As we drove off from Columbia, I wanted to write a letter to you to tell you all that is on my mind.

    First, I want to tell you how proud we are. Getting into Columbia is a real proof of what a great well-rounded student you are. You should be as proud of yourself as we are.

    It is in college that you will discover what learning is about. This will be the period where you go from teacher-taught to master-inspired, after which you must become self-learner. So do take each subject seriously, and even if what you learn isn’t critical for your life, the learning skills you acquire will be something you will treasure forever.

    Follow your passion in college. Take courses you think you will enjoy. Don’t be trapped by what others think or say, but make up your own mind.

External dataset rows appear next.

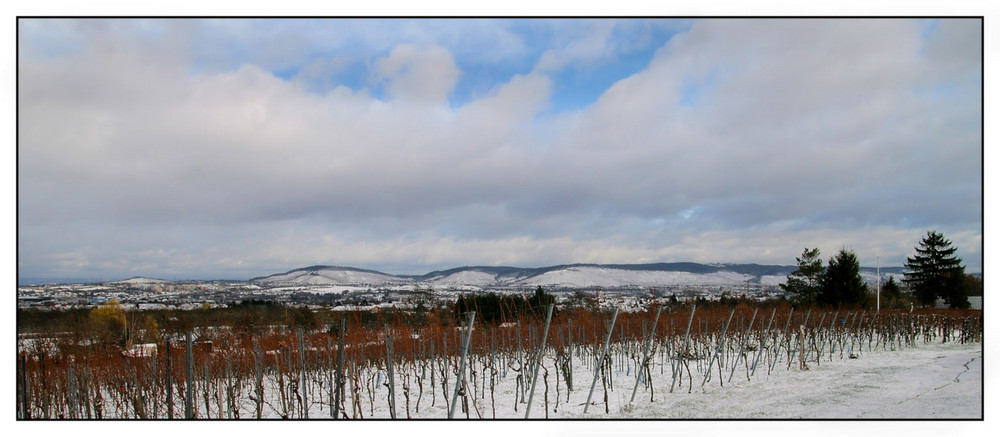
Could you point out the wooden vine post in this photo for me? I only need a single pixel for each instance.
(461, 367)
(339, 385)
(600, 360)
(680, 354)
(541, 351)
(722, 339)
(645, 353)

    Most importantly, make friends and be happy. Pick a few friends and become really close to them – pick the ones who are genuine to you. Don’t worry about their grades, looks, or even personalities.

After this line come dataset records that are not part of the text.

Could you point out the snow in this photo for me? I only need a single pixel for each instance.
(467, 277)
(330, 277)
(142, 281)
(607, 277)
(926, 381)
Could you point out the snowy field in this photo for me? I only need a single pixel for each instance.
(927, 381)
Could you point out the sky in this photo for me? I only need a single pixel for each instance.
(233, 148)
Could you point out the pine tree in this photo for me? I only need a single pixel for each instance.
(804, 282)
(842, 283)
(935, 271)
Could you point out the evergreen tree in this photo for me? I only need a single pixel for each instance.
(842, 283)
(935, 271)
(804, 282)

    Start planning early. I think your plan to study fashion is good, and you should decide where you want to be, and get onto the right courses.

    Whether it is coursework planning or picking a major, you should take control of your life. I will always be there for you, but the time has come for you to be in the driver’s seat – this is your life, and you need to be in control. Being in control feels great.

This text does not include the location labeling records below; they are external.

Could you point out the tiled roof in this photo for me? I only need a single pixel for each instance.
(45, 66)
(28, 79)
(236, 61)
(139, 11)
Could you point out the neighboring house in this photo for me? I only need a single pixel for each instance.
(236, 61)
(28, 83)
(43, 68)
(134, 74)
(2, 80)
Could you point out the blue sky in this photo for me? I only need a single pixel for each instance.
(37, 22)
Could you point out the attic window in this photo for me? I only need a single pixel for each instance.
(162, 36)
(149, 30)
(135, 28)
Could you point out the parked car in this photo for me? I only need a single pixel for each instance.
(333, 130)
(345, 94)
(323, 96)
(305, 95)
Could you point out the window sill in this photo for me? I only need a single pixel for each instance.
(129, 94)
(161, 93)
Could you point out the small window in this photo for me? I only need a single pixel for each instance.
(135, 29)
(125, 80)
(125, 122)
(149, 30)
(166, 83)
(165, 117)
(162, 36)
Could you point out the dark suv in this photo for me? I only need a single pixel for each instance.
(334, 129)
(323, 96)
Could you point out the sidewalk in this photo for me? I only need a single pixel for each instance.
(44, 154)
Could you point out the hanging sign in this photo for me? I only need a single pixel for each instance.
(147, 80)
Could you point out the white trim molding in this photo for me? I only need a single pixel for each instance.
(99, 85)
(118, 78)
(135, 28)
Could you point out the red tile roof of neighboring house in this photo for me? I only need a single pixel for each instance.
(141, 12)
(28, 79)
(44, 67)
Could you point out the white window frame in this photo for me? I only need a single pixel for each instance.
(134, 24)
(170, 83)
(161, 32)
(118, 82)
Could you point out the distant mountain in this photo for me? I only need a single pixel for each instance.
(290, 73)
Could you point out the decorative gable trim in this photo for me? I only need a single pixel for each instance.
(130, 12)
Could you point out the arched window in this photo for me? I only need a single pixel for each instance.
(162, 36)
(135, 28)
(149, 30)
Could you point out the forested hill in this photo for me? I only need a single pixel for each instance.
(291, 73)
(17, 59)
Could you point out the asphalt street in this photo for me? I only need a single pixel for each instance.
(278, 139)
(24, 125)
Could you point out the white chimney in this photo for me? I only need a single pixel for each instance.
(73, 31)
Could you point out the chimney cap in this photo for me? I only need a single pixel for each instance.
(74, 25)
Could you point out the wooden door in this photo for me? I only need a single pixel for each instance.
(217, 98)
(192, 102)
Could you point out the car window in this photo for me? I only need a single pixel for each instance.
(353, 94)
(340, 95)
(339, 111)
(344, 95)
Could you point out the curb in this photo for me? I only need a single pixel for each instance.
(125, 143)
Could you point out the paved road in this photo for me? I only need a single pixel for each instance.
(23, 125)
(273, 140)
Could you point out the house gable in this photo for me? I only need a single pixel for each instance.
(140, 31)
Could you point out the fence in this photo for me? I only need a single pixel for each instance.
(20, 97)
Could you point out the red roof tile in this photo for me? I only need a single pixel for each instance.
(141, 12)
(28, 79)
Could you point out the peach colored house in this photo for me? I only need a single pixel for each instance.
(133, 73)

    So please treasure your college years – make the best of your free time, become an independent thinker in control of your destiny fate, learn and grow through your successes and challenges.

    May your years at Columbia be the happiest of your life, and may you blossom into just what you dream to be.

                                                          Love,

                                                         Dad (& Mom)

According to the letter the author’s daughter is ______.

A. scared to be leaving home                B. a well-rounded student

C. the pride of her university              D. learning to drive a car

Which advice below is given to his daughter by the author?

    A. Party with friends in her free time.

B. Ignore what others think or say.

C. choose friends with similar personalities.

D. Treasure and make the best of her college years.

From the passage, we can conclude the father is ______.

A. worried about his daughter               B. strict with his daughter

C. positive about his daughter’s future            D. sad about his daughter’s leaving home

From the letter we can draw a conclusion that_________.

    A. the daughter will no longer need her father’s help

    B. the father will also gives the daughter advice on everything

    C. the father will help the daughter when she meets with trouble

    D. the daughter will not accept her father’s help in college.